Idee

Vacanze intelligenti e tutto l’anno da idioti

No, il titolo non è mio e nemmeno della redazione de La Voce di Novara; si tratta bensì di una citazione tratta da un’intervista a Giorgio Manganelli. Parlare di libri, di concerti, di arte o di teatro quando si è in vacanza e poi dimenticarsene tutto l’anno, non è un buon metodo, e anch’io cerco di non dimenticarmene per gli altri undici mesi, circa,in cui in vacanza non sono.

È certo che oziare su una spiaggia o in cima ad una collina porta con sé qualche vantaggio, per esempio quello di potersi dedicare, con maggiore intensità, a ciò che amiamo. E quindi, finalmente,  trovo anche il tempo di parlarvi di un argomento che mi sta a cuore: Linus.

Un vero peccato che a leggerlo siamo, tutto sommato, in pochi.
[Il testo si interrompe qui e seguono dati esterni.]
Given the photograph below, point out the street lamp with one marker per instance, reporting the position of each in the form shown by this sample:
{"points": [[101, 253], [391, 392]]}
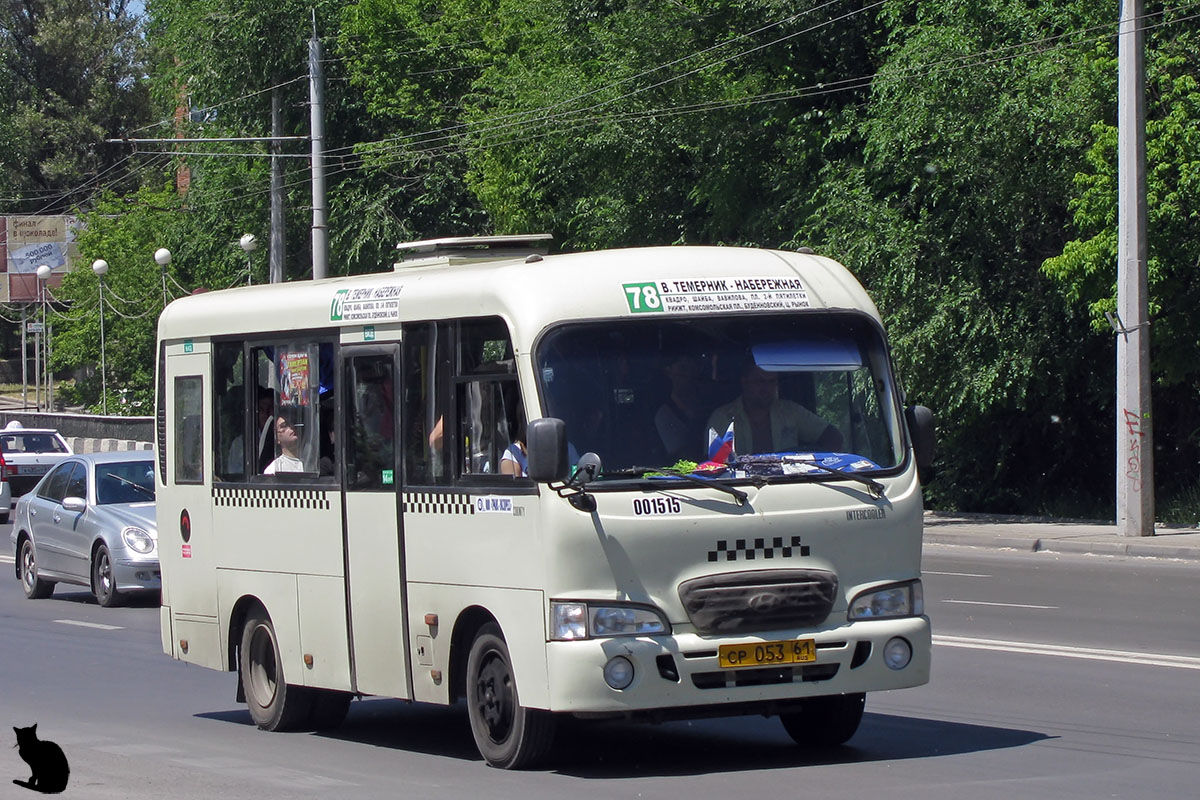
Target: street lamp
{"points": [[249, 242], [43, 275], [100, 266], [162, 258]]}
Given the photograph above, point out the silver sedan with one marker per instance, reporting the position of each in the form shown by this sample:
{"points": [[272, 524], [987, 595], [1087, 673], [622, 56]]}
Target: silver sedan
{"points": [[90, 522]]}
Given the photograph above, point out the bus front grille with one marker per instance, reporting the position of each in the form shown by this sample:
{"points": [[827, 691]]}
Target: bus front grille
{"points": [[762, 600]]}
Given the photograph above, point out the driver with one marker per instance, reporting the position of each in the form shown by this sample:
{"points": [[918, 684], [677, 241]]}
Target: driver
{"points": [[765, 422]]}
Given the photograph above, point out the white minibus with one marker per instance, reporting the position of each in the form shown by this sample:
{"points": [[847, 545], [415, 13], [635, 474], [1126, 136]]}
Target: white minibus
{"points": [[648, 483]]}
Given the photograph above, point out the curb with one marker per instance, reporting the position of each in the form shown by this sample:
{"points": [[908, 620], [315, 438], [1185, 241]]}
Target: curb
{"points": [[1042, 545]]}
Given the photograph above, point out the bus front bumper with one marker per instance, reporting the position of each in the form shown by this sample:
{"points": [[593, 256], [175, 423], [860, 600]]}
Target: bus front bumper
{"points": [[681, 675]]}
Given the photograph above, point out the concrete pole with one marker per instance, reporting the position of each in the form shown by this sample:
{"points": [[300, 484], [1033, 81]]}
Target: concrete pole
{"points": [[317, 128], [1135, 450], [277, 236]]}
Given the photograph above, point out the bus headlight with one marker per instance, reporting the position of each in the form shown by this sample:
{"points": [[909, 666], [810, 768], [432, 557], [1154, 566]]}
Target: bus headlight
{"points": [[575, 620], [889, 602], [137, 540]]}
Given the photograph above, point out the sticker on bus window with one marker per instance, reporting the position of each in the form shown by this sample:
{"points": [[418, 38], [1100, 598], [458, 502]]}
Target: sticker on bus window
{"points": [[719, 295]]}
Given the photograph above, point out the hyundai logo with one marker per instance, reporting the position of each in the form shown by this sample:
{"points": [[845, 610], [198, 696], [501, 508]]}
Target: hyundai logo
{"points": [[765, 601]]}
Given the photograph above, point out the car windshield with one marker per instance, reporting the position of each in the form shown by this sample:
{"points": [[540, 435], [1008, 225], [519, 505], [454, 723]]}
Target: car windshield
{"points": [[748, 395], [30, 443], [127, 481]]}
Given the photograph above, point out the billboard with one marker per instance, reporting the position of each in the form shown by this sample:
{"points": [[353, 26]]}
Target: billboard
{"points": [[29, 242]]}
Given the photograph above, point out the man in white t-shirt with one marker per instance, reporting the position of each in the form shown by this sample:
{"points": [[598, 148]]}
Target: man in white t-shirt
{"points": [[765, 422], [288, 431]]}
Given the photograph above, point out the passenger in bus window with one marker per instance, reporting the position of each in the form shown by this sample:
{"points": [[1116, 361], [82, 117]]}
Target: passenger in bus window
{"points": [[765, 422], [514, 461], [288, 435], [264, 422]]}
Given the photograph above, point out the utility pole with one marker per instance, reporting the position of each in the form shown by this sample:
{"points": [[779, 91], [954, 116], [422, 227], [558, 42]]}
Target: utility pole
{"points": [[317, 133], [277, 239], [1135, 451]]}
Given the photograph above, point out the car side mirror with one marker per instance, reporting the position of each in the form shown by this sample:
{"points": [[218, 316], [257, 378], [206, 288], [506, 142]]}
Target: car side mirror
{"points": [[921, 431], [546, 450]]}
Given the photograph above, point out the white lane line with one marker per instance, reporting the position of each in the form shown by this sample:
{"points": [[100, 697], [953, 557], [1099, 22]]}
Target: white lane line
{"points": [[981, 602], [96, 625], [1066, 651]]}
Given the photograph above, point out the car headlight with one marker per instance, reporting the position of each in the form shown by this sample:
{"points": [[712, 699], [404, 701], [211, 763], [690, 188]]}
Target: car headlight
{"points": [[889, 602], [575, 620], [138, 540]]}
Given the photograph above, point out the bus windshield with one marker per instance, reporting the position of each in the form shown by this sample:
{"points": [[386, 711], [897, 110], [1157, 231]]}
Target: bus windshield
{"points": [[778, 396]]}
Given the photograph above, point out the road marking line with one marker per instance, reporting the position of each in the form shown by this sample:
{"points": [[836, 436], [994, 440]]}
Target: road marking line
{"points": [[1066, 651], [981, 602], [96, 625]]}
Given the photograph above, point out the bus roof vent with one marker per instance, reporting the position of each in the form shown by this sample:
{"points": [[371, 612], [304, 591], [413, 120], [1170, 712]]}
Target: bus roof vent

La storica rivista di fumetti (‘fumetti ed altro’ come si definiva sotto la storica direzione di Oreste Del Buono), da poco più di un anno, ha un nuovo direttore che le ha dato una veste, non solo grafica, molto raffinata.

Il nuovo direttore è Igort ovvero Igor Tuveri. Per chi non lo conoscesse, mi verrebbe da dire, peggio per lui/lei, ma siccome sono buono nell’anima, posso solo dirvi che Igort ė uno dei fondatori di uno dei più originali gruppi artistici italiani, ‘Valvoline’, e collaboratore delle più belle riviste italiane di fumetti come Alter Alter e il mai dimenticato, dalla mia generazione, Frigidaire.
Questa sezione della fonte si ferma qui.